Bayraktar, konuşmasının devamında, “Yatırımcılara ve finansal aktörlere güven verecek ilgili yasal ve düzenleyici çerçeveyi uygulamak” amacında olduklarını söyledi. Sıvılaştırılmış doğalgazın (LNG) pazar payına ilişkin de bilgi veren Bayraktar, Türkiye’nin doğalgaz tedariğinin 3’te 1’nin LNG’den sağlanmasını beklediklerini ifade etti. Türkiye’nin ABD’den yaptığı LNG ithalatının önemli ölçüde arttığına dikkati çeken Bayraktar, Türkiye’de kullanılan doğalgazın yüzde 28’nin geçen yıl LNG olarak geldiğini, bu oranın 2020’nin ilk 4 ayında ise yüzde 44’e ulaştığını belirterek, “Bu yılın ilk 4 ayında LNG kargolarının yüzde 40’ı ABD’den geldi. Bu iki ülke arasındaki işbirliğini göstermek için önemli ve Türkiye-ABD LNG forumu düzenlemek için ABD hükümetiyle görüşüyoruz” dedi.
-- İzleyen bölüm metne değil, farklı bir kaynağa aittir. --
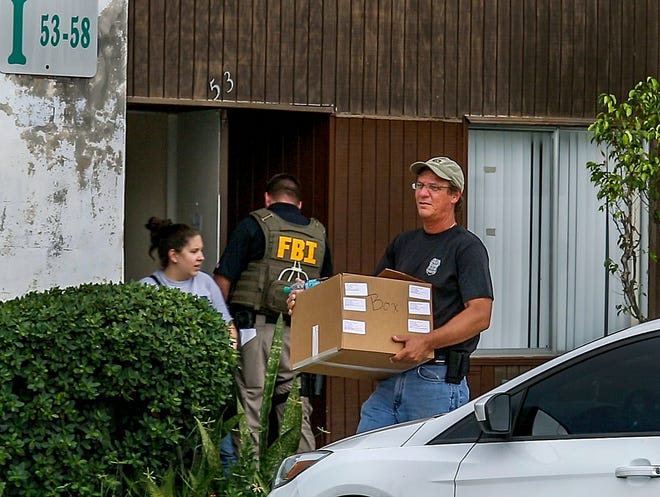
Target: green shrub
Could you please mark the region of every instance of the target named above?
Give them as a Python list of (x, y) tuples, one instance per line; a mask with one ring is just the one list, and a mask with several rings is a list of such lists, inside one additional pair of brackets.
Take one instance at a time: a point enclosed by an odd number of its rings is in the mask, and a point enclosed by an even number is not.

Tüm bu sözler ABD ile yakın temas bir aşk yaşandığını ortaya koyarken, Rusya ile girişilen ‘TürkAkım’ projesinin akamete uğradığını gösteriyor. Rusya’dan TürkAkım üzerinden gelecek gazın yarısını alma şartını kabul etmiş iktidarın İran ve Azerbeycan’dan alınan doğalgaz ile yapılan LNG ithalatının toplamı tüketimi karşılamaya yetiyor durumda. TürkAkım’ı ve Kuzey Akım2 doğalgaz boru hatlarına karşı olduğunu açıkça belirten ABD, Avrupa’nın doğalgaz ihtiyacının LNG limanları kurarak karşılayacaklarını ve Rusya’dan gaz almamaları noktasından Avrupa’ya baskı yaparken, Türkiye’de bu baskıdan ders çıkarmışa benziyor.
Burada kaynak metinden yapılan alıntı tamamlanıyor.